Le FGAO n'a pas pour rôle de faciliter l'indemnisation de la victime, mais de suppléer la carence d'un responsable inconnu ou insolvable lorsque la victime n'a pas droit à une indemnité complète à un autre titre. Pour autant, de par le caractère subsidiaire de sa mission, le FGAO ne peut pas être condamné au paiement des dépens.

Les faits

Un véhicule est impliqué dans un accident de la circulation entraînant le décès d'un motocycliste et occasionnant des blessures à la passagère du deux-roues. Le tribunal correctionnel condamne le conducteur du véhicule et déclare recevable la constitution de partie civile des victimes et ayants droit, alloue des dommages-intérêts et ordonne une expertise médicale. Deux ans plus tard, le tribunal correctionnel, en statuant sur le préjudice de la passagère, rend un jugement en présence du Fonds de garantie des assurances obligatoires de dommages (FGAO), appelé en intervention forcée par l'assureur auprès duquel le conducteur du véhicule avait souscrit un contrat d'assurance automobile. Quelques mois plus tard, l'assureur en question assigne devant le tribunal de grande instance le conducteur fautif et le FGAO en nullité du contrat et en remboursement des sommes payées à ce titre. L'arrêt d'appel condamne le FGAO, solidairement avec le conducteur, à rembourser à l'assureur les indemnités versées aux victimes de l'accident, avec intérêts légaux et anatocisme (capitalisation des intérêts).

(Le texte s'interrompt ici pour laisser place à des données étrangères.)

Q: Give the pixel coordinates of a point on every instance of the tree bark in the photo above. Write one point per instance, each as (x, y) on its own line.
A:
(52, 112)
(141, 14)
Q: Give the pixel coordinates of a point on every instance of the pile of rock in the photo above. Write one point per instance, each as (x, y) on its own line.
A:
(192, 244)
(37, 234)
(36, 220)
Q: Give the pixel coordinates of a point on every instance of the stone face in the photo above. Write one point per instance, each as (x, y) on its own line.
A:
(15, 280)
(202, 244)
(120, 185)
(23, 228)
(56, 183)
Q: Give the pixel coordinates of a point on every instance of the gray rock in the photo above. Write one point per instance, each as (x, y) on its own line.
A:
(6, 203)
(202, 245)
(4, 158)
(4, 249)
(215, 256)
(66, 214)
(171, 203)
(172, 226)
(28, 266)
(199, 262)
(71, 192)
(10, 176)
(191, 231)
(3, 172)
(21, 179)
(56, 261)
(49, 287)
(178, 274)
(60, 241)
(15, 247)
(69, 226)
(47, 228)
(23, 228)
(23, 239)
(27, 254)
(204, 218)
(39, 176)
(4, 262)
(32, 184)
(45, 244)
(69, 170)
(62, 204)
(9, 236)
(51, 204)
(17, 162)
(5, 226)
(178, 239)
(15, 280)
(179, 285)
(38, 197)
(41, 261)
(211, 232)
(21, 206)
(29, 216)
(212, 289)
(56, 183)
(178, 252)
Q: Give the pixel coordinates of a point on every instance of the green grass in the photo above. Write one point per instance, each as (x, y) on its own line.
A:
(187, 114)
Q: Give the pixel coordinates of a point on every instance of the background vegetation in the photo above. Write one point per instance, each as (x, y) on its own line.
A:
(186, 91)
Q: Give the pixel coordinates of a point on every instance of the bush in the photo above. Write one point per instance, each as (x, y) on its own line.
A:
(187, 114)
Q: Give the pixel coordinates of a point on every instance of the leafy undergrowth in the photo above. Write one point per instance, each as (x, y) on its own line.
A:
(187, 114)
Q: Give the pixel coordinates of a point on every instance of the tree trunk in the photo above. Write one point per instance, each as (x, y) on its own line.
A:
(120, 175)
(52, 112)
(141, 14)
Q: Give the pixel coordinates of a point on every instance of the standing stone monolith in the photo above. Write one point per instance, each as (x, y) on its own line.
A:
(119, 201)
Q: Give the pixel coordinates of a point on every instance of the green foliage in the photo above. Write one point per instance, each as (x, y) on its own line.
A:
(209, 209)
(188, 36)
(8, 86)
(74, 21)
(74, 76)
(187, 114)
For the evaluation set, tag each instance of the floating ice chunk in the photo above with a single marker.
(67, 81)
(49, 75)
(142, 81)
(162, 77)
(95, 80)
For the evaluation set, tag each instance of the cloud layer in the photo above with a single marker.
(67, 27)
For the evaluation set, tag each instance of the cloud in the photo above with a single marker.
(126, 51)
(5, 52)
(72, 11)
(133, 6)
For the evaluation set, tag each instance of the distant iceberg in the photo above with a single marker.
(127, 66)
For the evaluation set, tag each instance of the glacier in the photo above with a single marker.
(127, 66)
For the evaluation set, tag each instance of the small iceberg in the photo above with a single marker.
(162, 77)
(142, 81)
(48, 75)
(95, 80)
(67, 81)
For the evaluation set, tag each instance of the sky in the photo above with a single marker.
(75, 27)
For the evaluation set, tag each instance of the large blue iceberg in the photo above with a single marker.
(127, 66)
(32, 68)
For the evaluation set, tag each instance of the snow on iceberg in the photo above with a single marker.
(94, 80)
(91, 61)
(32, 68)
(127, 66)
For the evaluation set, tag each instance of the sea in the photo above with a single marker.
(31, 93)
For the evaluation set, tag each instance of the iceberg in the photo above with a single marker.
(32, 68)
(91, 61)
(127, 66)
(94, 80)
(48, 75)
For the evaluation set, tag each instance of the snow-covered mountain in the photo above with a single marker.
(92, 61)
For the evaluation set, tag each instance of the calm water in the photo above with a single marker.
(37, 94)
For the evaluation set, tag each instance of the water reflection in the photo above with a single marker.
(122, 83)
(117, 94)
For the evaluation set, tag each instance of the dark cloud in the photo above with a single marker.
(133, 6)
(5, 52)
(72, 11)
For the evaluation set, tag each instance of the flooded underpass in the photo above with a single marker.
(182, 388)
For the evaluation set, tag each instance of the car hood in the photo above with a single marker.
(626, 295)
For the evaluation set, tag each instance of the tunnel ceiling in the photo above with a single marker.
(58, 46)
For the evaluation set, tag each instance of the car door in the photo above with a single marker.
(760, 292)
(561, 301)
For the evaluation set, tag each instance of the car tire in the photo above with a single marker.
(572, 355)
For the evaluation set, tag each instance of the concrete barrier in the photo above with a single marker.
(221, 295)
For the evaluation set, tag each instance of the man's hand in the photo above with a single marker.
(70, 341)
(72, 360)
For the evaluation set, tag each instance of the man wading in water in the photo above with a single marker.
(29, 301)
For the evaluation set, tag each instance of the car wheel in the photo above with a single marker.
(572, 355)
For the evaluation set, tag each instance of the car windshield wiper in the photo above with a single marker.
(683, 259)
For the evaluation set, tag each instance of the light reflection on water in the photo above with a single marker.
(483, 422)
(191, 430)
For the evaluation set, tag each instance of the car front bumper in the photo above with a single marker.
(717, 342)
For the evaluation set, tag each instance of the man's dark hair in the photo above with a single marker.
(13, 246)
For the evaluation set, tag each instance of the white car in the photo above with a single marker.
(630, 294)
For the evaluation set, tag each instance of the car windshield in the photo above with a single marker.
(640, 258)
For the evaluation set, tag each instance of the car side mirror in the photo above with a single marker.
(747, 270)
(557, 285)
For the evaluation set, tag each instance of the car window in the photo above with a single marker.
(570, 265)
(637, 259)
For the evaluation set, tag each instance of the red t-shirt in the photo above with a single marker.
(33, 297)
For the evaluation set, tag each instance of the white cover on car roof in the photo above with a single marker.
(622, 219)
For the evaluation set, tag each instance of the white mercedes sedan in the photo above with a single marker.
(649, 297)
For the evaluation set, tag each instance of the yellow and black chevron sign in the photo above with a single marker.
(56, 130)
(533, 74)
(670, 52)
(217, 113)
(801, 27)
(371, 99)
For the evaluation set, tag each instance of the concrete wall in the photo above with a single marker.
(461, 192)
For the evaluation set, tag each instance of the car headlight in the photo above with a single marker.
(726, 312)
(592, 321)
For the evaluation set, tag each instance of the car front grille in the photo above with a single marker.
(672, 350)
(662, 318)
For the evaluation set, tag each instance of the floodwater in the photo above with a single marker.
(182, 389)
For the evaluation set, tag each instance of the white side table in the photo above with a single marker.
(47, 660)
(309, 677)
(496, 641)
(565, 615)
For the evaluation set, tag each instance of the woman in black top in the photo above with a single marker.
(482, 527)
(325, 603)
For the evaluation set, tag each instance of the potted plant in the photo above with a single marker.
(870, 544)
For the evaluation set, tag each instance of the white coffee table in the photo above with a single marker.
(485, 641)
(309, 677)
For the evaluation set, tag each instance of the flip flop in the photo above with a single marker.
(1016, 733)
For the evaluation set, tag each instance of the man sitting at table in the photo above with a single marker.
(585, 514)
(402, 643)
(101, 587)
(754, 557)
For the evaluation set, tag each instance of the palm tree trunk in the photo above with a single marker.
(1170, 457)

Le FGAO, s'appuyant sur l'article 385-1 du code de procédure pénale, estime que l'assureur ne peut pas invoquer contre son assuré, devant une juridiction civile, une cause de non-garantie. De plus, le FGAO reproche à la cour d'appel de l'avoir condamné au paiement des dépens, in solidum avec le conducteur.

Cassation

Dans un premier temps, la Cour de cassation rappelle la règle selon laquelle « la forclusion édictée par l'article 385-1 du code de procédure pénale ne concerne que l'action civile engagée devant la juridiction pénale ». Ainsi, elle estime que la cour d'appel retient à bon droit que l'assureur peut invoquer contre son assuré, devant une juridiction civile, une cause de non-garantie.

En revanche, elle casse l'arrêt d'appel au vu des articles L. 421-1, III et R. 421-1 du code des assurances. Elle rappelle que « le FGAO paie les indemnités dues aux victimes ou à leurs ayants droit qui ne peuvent être pris en charge à aucun titre lorsque l'accident ouvre droit à réparation ; qu'en raison du caractère subsidiaire de cette mission, le FGAO ne peut pas être condam-né au paiement des dépens, qui ne figurent pas au rang des charges qu'il est tenu d'assurer ».